Il existe plusieurs saisons de dix épisodes chacune.
À noter qu'il existe un remake franco-anglais : le Tunnel of course (mais pas vu).

House of cards c'est un peu l'emblème de Netflix puisqu'il s'agit de leur première série 'originale', l'une des premières séries où, en 2013, l'ensemble des épisodes ont été mis à disposition au même moment (pour la pratique de ce qui est devenu le binge watching).
Une série initialement adaptée et transposée d'une petite série britannique (non diffusée chez nous).
Autant être prévenus : House of cards n'est pas une série que l'on regarde distraitement du coin de l’œil. Il s'agit de manœuvres politiciennes sur l'échiquier de Washington DC au cœur du Capitole et du parti démocrate US et il vaut mieux ne pas manquer les petites phrases à double sens qui font tout le sel des dialogues très denses. Si le Capitole est un château de cartes fragile, l'exercice du pouvoir est un jeu de cartes aux règles complexes et l'on va découvrir ... le dessous des cartes.
Kevin Spacey et Robin Wright (excusez du peu !) y campent, sous la houlette de David Fincher, un couple d'orques féroces au pays des requins.
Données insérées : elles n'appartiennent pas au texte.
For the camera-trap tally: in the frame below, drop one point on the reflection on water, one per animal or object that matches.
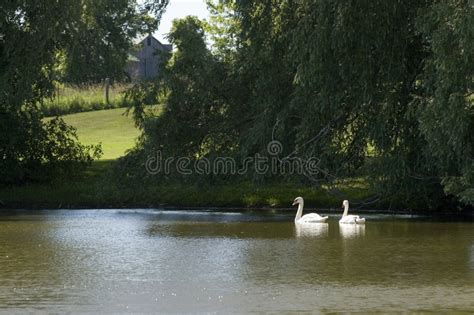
(153, 261)
(311, 229)
(352, 230)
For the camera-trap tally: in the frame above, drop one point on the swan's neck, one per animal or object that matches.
(299, 213)
(346, 210)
Tous deux élégants et charmants, ils s'y montrent d'une arrogance froide et hautaine des plus réjouissantes, très british humour !
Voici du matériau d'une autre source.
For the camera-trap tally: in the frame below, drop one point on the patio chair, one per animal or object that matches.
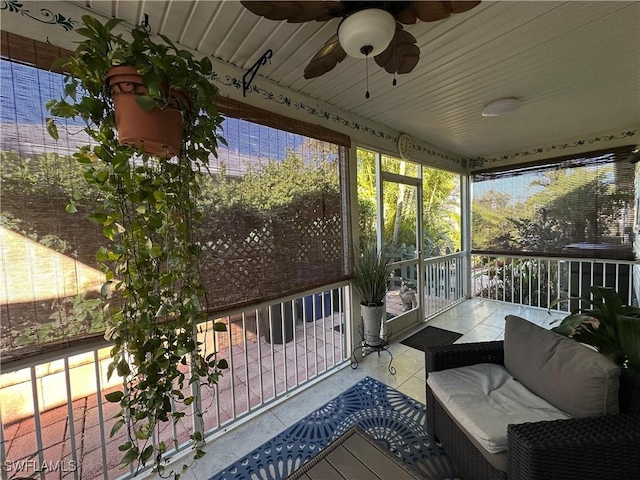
(594, 448)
On devrait les haïr mais on les adore.
Les coulisses du pouvoir et du lobbying comme si vous y étiez : elle, est à la tête d'une ONG qui récolte des dons auprès de la bonne société de DC et lui, est le 'whip' chargé de maintenir dans le rang les députés du parti.
Seul bémol : malgré le brio dont fait preuve ce très beau couple, on finit par être un peu écœuré de toutes ces manipulations et magouilles politicardes sans même pouvoir se dire que l'on n'a pas les mêmes à la maison ... Une saison nous suffira.
Voilà une série qui nous change des policiers habituels.
On y découvre également (en jeune journaliste ambitieuse) Kate Mara la sœur de Rooney.
À noter que l'anglais des acteurs est ici particulièrement compréhensible.